Amanze the gossip queen, dishing with bile about everybody in Abuja.

She said Hauwa was like all the other Northerners, a know-nothing employed in a government agency only because of who she knew.

“Empty vessel”

was the expression Amanze used. “That Hauwa is just an empty vessel, and they made her a unit head even though she doesn’t know anything.”

So when Hauwa brought me some accounting documents, which were orderly and transparently done, I asked, “Who prepared these? I have a few questions.”

She laughed a high laugh with an inappropriate edge. She had a darting, playful air that felt unsuited for formal work.

“They told you all the Northerners here are Big Men’s children and don’t know anything,” she said.

“Yes,”

I said bluntly. I was newly back from America and I must have had some lingering disagreeableness from my sour saga there. I wanted only to do the project well, to convince myself that I had made the right decision by leaving the bank to do my own consulting.

“I prepared the documents,”

she said. “I have a master’s degree.”

I hadn’t looked properly at her until then. So many Northern women were pretty in an expected way, their features even and their skin light, and Hauwa was like that but also not. She had large inquiring eyes, a pronounced cupid’s bow on a small childlike mouth. She seemed like a person who asked questions of life. She said “I have a master’s degree”

with all traces of laughter gone from her voice, and I felt sorry for the brusqueness of my earlier “Yes.”

How often she must deal with the poison of assumptions, and how easily she let out that laughter to shield herself from it. I understood something of this, the pressures of proving oneself.

“I can see they were wrong about what they told me,”

I said, thinking that I should just say sorry for earlier and yet not knowing how to just say sorry for earlier.

“They weren’t wrong,”

she said. “All the other Northerners here are thick. Don’t ask the women on the second floor for anything, because all they do is gossip and plan what outfit to wear for this nikah and that nikah.”

Her face was expressionless in the halo of her pink silk scarf.

I looked at her and thought: Here is a person who enjoys unsettling people.

She sounded rehearsed.

She had said this before many times to many people, and this thought annoyed me because suddenly I wanted her to tell me only what she had told no one else.

“How would you know?”

I asked, quite coldly.

“What?”

She seemed disappointed by my response. I was supposed to laugh at her surprising outrageousness. I was supposed to admire the courage it took to joke like that about her own people.

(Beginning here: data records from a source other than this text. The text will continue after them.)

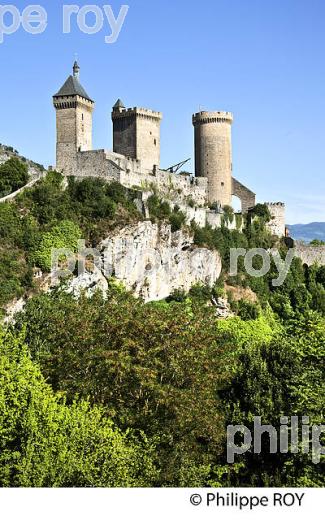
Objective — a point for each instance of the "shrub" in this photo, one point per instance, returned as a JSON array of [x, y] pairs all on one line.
[[64, 235], [13, 175]]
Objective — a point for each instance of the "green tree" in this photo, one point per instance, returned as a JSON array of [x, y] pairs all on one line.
[[13, 175], [45, 443]]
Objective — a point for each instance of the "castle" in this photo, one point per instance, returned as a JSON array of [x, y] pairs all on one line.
[[135, 159]]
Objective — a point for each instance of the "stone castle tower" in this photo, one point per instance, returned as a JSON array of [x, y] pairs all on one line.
[[74, 110], [136, 134], [213, 155]]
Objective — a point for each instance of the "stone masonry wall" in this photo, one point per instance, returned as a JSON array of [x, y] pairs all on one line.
[[277, 224], [310, 255]]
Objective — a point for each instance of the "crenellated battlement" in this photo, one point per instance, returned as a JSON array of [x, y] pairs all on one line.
[[201, 118]]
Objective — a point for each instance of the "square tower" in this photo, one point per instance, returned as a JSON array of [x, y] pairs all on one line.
[[136, 134], [74, 110]]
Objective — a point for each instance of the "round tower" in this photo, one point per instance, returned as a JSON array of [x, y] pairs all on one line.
[[213, 156]]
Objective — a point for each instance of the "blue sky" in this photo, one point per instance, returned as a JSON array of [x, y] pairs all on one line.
[[261, 59]]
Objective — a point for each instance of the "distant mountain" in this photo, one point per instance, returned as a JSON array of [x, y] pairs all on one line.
[[308, 232]]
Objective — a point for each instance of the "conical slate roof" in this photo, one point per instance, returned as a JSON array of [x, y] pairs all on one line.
[[73, 87]]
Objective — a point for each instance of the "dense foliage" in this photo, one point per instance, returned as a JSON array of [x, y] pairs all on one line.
[[180, 375], [50, 215], [13, 175]]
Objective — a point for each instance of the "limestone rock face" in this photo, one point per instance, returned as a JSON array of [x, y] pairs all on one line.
[[152, 262]]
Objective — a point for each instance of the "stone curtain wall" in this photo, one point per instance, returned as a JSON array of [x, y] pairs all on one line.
[[310, 255]]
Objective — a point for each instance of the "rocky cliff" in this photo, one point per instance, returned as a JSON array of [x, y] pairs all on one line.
[[152, 261]]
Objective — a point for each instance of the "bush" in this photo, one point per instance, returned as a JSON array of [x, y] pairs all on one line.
[[177, 219], [158, 209], [45, 443]]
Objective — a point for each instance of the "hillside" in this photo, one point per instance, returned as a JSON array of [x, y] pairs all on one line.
[[308, 232], [142, 392]]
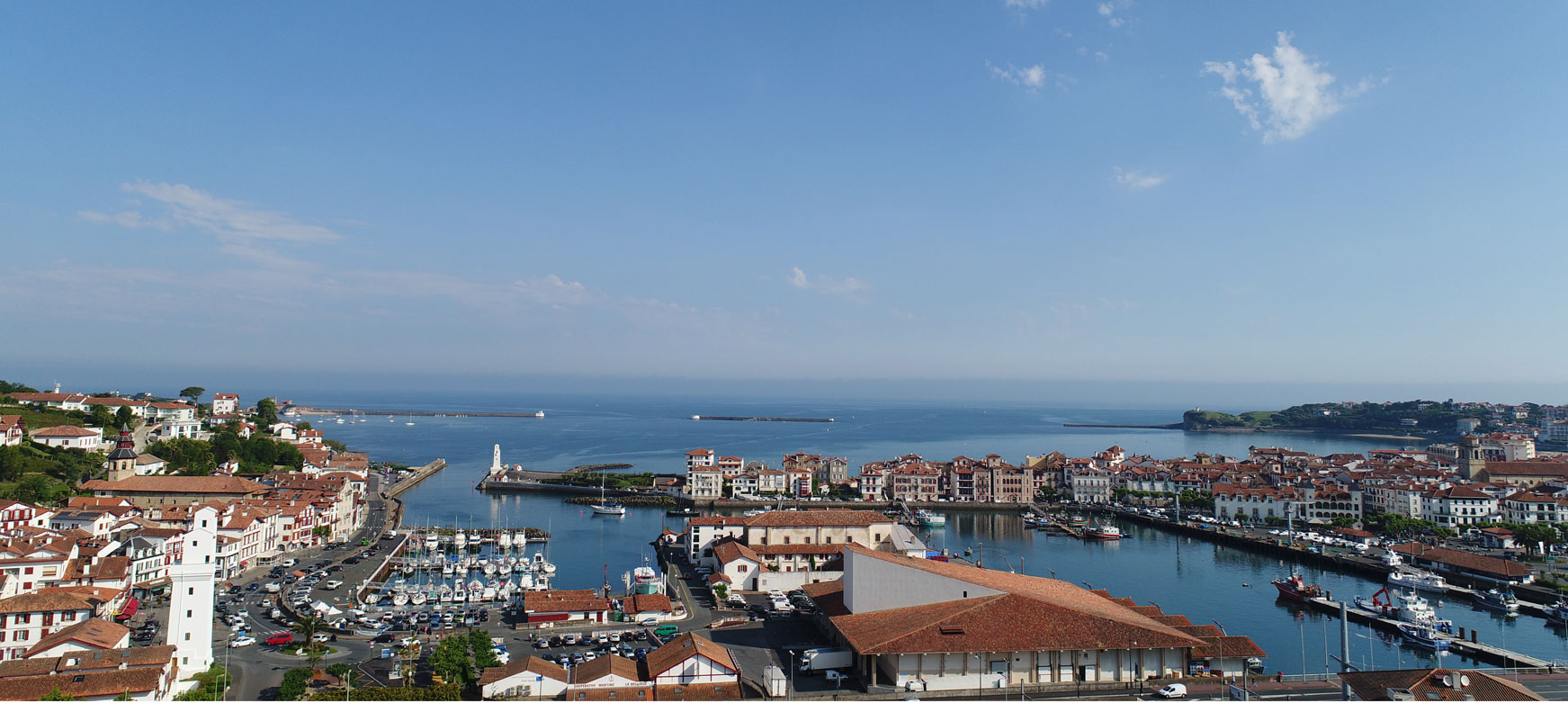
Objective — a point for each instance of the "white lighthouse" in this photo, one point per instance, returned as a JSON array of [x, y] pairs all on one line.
[[192, 586]]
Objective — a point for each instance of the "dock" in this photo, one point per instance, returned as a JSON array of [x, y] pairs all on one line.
[[419, 474], [1470, 648]]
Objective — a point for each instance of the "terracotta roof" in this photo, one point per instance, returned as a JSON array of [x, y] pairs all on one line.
[[817, 518], [533, 664], [42, 601], [67, 430], [683, 648], [730, 550], [607, 666], [1029, 614], [96, 633], [1454, 557], [1428, 684], [646, 603], [177, 483], [563, 601]]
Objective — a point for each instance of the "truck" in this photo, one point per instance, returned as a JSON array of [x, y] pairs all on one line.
[[825, 658]]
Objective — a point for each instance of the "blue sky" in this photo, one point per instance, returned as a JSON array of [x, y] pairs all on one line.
[[1274, 194]]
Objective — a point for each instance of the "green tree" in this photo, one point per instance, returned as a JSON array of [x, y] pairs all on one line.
[[483, 654], [103, 418], [35, 489], [452, 661], [295, 683], [309, 625], [267, 411], [8, 386]]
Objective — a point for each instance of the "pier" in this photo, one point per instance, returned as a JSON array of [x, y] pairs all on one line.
[[1470, 648], [419, 474]]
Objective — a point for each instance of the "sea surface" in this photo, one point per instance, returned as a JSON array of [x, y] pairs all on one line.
[[1183, 574]]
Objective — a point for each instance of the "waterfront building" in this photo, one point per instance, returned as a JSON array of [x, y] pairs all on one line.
[[225, 403], [154, 490], [924, 625], [524, 678], [554, 606], [69, 437], [12, 430], [1435, 684], [1456, 507], [141, 673], [1454, 562], [694, 667], [193, 592]]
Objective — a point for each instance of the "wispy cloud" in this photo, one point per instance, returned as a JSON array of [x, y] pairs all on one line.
[[1137, 177], [1027, 77], [827, 284], [1294, 93]]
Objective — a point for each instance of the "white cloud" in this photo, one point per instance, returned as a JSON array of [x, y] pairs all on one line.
[[1029, 77], [1294, 93], [1137, 177], [827, 284]]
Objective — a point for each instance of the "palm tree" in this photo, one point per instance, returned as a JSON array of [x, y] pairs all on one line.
[[308, 625]]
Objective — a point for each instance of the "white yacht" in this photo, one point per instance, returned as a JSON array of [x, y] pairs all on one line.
[[1420, 581]]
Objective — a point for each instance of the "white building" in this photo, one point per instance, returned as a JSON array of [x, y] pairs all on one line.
[[225, 403], [88, 438], [192, 592]]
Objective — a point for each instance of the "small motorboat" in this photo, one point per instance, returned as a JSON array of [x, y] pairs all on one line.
[[1498, 599], [1297, 589]]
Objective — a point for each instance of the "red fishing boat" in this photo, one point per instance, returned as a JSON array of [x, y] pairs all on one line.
[[1297, 589]]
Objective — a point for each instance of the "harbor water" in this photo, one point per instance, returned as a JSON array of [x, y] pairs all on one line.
[[1183, 574]]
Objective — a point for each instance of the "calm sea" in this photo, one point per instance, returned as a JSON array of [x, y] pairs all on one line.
[[1183, 574]]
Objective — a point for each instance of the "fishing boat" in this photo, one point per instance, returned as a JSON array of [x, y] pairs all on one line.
[[1420, 581], [607, 507], [1498, 599], [1103, 531], [1410, 609], [1297, 589], [1424, 637]]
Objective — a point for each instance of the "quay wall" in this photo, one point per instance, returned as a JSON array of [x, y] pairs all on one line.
[[419, 474]]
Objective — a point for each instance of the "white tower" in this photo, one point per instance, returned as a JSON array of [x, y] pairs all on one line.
[[192, 584]]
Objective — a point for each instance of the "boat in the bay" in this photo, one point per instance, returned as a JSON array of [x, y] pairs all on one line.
[[1420, 581], [1498, 599], [1297, 589], [1422, 635], [604, 506], [1103, 532]]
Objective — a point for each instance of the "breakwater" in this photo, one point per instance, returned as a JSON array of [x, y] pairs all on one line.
[[419, 474], [736, 418]]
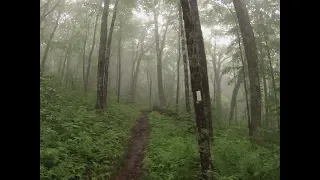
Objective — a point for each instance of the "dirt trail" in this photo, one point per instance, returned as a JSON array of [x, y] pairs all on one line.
[[132, 169]]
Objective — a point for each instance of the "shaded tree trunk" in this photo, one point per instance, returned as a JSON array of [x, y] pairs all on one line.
[[273, 82], [252, 61], [159, 50], [138, 60], [265, 92], [178, 64], [45, 6], [91, 52], [102, 56], [244, 74], [234, 96], [119, 62], [84, 59], [185, 62], [108, 51], [46, 52], [199, 82]]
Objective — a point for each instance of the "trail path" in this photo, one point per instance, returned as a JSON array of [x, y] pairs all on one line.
[[132, 169]]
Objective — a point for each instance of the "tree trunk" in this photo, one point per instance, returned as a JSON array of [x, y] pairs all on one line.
[[272, 77], [265, 92], [45, 56], [162, 98], [217, 81], [185, 62], [199, 82], [234, 96], [91, 52], [138, 60], [243, 73], [84, 59], [119, 61], [252, 60], [102, 56], [106, 67], [178, 65], [45, 14]]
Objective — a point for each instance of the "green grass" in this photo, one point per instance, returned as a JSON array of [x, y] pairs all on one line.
[[75, 141], [172, 153]]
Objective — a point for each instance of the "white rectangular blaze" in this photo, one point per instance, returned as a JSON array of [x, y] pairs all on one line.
[[199, 96]]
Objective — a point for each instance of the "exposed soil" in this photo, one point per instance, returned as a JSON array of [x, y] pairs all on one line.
[[132, 169]]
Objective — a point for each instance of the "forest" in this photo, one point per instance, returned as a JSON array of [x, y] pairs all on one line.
[[160, 89]]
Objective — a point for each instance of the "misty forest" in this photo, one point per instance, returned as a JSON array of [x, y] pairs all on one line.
[[160, 89]]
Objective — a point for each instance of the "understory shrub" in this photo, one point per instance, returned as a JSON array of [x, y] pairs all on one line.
[[75, 141], [173, 153]]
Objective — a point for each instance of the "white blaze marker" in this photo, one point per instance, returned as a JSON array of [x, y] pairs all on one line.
[[198, 96]]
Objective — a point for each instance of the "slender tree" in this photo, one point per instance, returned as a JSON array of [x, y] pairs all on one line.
[[252, 61], [199, 82], [159, 50], [102, 56]]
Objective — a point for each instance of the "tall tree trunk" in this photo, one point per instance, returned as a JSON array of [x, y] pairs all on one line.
[[106, 67], [138, 60], [119, 61], [199, 82], [185, 62], [102, 56], [162, 98], [234, 96], [84, 59], [91, 52], [178, 65], [45, 56], [265, 92], [67, 56], [252, 61], [45, 14], [244, 74], [150, 87], [217, 81], [273, 82]]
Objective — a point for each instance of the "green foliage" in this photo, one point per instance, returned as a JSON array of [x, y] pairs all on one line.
[[75, 141], [173, 153]]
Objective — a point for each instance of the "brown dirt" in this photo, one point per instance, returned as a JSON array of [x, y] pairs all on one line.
[[133, 169]]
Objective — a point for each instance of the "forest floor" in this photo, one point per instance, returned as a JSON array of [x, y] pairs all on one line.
[[133, 163]]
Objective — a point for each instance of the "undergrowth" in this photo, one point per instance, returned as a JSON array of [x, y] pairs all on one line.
[[75, 141], [173, 153]]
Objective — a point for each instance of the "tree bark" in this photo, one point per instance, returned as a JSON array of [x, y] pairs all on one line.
[[252, 60], [273, 82], [199, 82], [234, 96], [108, 51], [119, 61], [45, 56], [45, 14], [178, 65], [185, 63], [162, 98], [102, 56], [91, 52], [84, 59], [265, 92]]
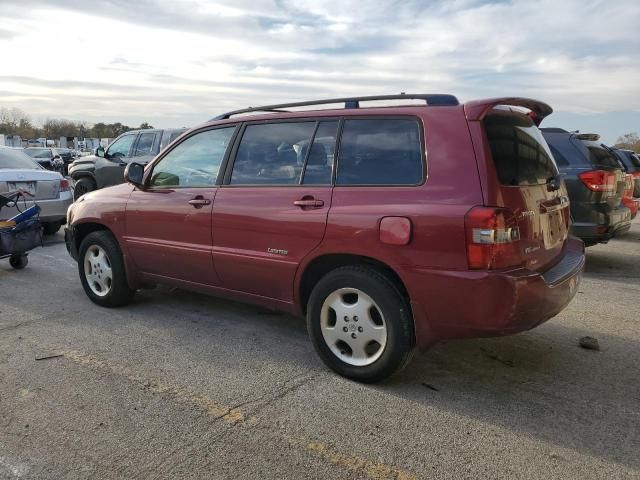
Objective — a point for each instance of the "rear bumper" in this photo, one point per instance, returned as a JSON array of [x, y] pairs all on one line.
[[463, 304], [54, 210], [615, 223]]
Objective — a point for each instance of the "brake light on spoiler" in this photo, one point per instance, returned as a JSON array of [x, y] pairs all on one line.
[[493, 238], [599, 180]]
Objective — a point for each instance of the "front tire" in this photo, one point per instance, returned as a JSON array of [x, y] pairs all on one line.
[[360, 324], [102, 272]]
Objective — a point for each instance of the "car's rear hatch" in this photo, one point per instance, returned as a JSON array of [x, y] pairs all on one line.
[[43, 184], [528, 184]]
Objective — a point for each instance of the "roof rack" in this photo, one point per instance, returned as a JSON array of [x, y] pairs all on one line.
[[435, 99], [593, 137]]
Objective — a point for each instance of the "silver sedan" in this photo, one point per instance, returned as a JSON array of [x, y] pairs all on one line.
[[50, 190]]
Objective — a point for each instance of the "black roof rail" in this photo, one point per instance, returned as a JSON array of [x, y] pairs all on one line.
[[433, 99]]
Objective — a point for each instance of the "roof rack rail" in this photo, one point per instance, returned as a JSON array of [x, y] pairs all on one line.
[[435, 99]]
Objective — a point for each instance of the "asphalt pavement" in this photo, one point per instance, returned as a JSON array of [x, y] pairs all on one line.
[[180, 385]]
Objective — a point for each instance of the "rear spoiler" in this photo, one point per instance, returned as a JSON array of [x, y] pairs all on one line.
[[477, 109]]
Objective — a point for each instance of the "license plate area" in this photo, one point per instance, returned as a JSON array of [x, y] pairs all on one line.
[[555, 230], [29, 187]]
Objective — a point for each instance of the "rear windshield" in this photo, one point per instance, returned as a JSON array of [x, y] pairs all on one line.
[[632, 159], [600, 156], [15, 159], [520, 153]]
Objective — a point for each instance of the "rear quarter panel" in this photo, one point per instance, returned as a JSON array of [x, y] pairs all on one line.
[[436, 208]]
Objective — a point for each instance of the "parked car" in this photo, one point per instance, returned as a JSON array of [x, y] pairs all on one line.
[[595, 182], [106, 168], [422, 206], [50, 190], [630, 160], [67, 156], [48, 158]]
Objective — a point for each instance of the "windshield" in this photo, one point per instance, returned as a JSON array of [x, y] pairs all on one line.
[[38, 152], [15, 159]]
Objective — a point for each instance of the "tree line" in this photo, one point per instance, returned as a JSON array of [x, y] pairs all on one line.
[[16, 122]]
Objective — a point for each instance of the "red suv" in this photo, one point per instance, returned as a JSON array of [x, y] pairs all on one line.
[[390, 228]]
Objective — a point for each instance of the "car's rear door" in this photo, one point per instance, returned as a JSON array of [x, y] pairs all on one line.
[[272, 209], [529, 184], [168, 223]]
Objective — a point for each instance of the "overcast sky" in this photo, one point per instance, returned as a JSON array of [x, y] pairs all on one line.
[[180, 62]]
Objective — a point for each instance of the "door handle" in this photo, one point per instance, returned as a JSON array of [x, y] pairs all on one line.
[[310, 202], [199, 202]]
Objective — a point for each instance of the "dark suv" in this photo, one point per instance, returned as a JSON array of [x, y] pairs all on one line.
[[106, 168], [630, 160], [388, 227], [595, 182]]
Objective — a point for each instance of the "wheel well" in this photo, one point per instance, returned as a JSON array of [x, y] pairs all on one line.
[[84, 229], [324, 264]]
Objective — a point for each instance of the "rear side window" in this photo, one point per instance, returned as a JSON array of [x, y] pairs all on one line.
[[600, 156], [560, 159], [520, 153], [380, 152], [272, 153]]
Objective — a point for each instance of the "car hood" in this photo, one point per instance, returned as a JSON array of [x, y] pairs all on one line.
[[22, 175], [87, 159]]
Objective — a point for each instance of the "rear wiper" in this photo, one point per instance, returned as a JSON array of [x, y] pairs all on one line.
[[554, 183]]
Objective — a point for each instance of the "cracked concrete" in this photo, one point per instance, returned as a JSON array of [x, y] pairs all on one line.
[[178, 385]]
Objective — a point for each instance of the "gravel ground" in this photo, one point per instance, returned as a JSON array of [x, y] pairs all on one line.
[[179, 385]]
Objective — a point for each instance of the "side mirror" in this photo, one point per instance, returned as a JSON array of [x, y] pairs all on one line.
[[134, 174]]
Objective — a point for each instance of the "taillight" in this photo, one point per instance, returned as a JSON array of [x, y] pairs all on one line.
[[493, 238], [599, 180], [628, 186]]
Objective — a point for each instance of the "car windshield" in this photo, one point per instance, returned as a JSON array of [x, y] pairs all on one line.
[[38, 152], [15, 159]]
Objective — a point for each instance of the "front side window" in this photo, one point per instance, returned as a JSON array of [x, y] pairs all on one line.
[[380, 152], [121, 147], [195, 162], [145, 144], [272, 153]]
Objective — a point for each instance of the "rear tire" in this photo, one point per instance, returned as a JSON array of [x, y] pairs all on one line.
[[19, 261], [82, 186], [102, 272], [370, 335]]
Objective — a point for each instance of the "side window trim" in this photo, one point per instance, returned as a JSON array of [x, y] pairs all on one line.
[[308, 152], [149, 171]]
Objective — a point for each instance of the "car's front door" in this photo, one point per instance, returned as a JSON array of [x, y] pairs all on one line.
[[272, 209], [168, 222], [110, 168]]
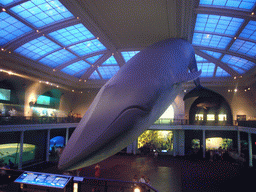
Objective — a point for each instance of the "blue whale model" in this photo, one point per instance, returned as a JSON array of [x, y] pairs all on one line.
[[130, 102]]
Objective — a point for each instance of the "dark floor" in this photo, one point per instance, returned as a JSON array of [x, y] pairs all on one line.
[[173, 174]]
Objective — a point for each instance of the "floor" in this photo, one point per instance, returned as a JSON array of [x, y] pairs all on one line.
[[174, 174]]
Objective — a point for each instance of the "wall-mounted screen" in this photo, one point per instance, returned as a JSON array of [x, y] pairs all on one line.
[[43, 100], [43, 179], [5, 94]]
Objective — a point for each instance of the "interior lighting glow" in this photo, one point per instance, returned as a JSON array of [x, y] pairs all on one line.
[[41, 13], [11, 28]]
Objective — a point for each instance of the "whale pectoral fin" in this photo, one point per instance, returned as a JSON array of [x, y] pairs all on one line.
[[189, 77]]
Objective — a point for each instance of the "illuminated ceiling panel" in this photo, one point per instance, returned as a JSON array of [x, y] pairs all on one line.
[[72, 34], [88, 47], [93, 59], [235, 4], [128, 55], [212, 53], [208, 40], [37, 48], [8, 2], [11, 28], [94, 75], [76, 67], [110, 61], [218, 24], [42, 12], [207, 69], [221, 73], [57, 58], [108, 71], [238, 63], [249, 31], [244, 47]]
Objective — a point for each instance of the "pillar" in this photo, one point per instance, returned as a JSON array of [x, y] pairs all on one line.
[[21, 149], [204, 144], [67, 136], [250, 149], [47, 145], [238, 143]]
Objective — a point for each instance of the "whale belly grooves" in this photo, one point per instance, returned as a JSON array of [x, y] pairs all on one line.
[[106, 144]]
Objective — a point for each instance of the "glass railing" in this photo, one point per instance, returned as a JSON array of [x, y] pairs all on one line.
[[76, 184], [16, 120]]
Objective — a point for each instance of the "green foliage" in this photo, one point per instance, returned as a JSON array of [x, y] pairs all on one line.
[[159, 140]]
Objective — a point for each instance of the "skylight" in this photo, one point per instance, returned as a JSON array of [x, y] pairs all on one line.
[[238, 63], [249, 31], [57, 58], [221, 73], [94, 75], [11, 28], [8, 2], [72, 34], [110, 61], [128, 55], [235, 4], [76, 67], [213, 54], [208, 40], [37, 48], [217, 24], [88, 47], [42, 12], [207, 69], [108, 71], [93, 59], [244, 47]]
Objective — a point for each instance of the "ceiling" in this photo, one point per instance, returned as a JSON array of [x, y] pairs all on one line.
[[81, 44]]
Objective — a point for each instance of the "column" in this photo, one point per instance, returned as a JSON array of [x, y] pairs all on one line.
[[47, 145], [21, 149], [238, 143], [250, 149], [204, 144], [67, 135]]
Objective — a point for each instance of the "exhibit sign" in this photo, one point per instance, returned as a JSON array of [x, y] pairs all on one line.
[[43, 179]]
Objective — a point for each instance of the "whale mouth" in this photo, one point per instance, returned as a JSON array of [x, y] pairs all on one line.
[[118, 139]]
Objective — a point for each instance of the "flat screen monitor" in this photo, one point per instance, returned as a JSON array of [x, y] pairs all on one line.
[[5, 94], [43, 179], [43, 100]]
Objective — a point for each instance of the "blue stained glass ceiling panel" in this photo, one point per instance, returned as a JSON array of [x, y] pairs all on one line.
[[110, 61], [42, 12], [8, 2], [128, 55], [244, 47], [217, 24], [249, 31], [57, 58], [94, 75], [71, 34], [11, 28], [212, 53], [237, 63], [235, 4], [209, 40], [88, 47], [200, 59], [93, 59], [108, 71], [37, 48], [76, 67], [207, 69], [222, 73]]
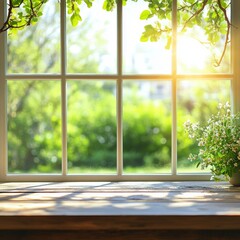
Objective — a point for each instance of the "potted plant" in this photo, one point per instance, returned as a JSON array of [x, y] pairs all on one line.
[[219, 144]]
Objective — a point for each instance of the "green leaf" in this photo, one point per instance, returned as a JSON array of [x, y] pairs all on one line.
[[75, 19], [145, 14], [144, 38]]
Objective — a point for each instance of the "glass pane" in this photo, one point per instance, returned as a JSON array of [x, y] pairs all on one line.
[[91, 127], [36, 48], [146, 127], [195, 52], [197, 100], [143, 57], [92, 45], [34, 127]]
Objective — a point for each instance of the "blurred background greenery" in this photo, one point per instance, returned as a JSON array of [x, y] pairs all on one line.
[[34, 106]]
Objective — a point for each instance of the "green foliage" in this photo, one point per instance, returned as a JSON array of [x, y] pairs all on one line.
[[218, 141]]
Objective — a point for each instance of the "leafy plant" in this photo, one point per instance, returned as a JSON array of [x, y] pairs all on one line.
[[218, 142], [210, 15]]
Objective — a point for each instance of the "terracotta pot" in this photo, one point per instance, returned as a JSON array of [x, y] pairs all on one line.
[[235, 179]]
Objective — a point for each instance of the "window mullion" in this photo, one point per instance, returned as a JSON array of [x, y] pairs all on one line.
[[236, 54], [63, 86], [119, 91], [174, 87], [3, 97]]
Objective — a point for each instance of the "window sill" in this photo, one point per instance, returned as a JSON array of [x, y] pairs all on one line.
[[102, 206]]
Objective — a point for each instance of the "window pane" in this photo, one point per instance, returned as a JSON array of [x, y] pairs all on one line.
[[146, 127], [36, 48], [92, 45], [195, 52], [34, 127], [142, 57], [91, 127], [197, 100]]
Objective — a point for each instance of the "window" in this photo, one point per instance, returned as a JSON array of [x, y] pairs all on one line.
[[95, 103]]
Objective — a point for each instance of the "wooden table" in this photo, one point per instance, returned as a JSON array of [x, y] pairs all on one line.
[[119, 210]]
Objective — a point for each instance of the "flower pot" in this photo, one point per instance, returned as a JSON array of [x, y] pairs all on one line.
[[235, 179]]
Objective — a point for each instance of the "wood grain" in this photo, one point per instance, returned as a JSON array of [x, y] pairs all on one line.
[[149, 210]]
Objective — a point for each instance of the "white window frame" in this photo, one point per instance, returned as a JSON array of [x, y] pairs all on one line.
[[119, 176]]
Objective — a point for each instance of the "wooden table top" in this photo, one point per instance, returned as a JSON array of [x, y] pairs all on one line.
[[122, 204]]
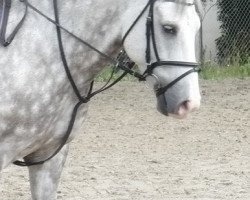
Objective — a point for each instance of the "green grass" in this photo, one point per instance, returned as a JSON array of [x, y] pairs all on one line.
[[209, 72]]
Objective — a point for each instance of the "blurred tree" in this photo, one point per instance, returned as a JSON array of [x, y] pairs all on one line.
[[234, 43]]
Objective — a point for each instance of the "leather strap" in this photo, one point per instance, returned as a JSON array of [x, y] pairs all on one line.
[[5, 10]]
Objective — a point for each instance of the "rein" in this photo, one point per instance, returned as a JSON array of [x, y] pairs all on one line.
[[121, 62]]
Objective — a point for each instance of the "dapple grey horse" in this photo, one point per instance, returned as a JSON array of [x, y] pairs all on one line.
[[36, 97]]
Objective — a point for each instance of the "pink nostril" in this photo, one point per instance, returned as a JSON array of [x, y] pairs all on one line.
[[187, 107]]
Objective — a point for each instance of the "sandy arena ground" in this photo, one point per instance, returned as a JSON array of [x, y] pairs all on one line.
[[127, 151]]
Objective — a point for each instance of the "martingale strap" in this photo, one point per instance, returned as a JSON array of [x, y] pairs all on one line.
[[5, 6]]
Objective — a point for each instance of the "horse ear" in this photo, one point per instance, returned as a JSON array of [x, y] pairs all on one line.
[[200, 9]]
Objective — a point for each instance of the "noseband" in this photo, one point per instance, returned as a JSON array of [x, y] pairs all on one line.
[[150, 39]]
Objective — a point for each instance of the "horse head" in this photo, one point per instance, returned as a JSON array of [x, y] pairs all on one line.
[[162, 43]]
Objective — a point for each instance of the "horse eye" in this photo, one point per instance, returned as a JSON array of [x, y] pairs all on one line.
[[169, 29]]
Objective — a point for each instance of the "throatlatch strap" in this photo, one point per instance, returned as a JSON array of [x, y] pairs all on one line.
[[5, 10]]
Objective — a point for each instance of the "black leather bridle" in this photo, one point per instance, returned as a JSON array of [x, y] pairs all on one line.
[[119, 63], [151, 42]]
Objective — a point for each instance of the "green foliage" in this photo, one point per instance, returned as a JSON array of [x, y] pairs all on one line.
[[234, 44], [215, 72]]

“How would you know that all they do is gossip?”

I asked. At least I did not add, “If you don’t gossip with them too.”

“It was a joke,” she said.

I turned back to the documents and said, “Thank you.”

She made to leave but she didn’t leave. We laughed about it later, because she said if she had walked out of that office, she would have hated me for the rest of her life, rude, arrogant Igbo woman that I was.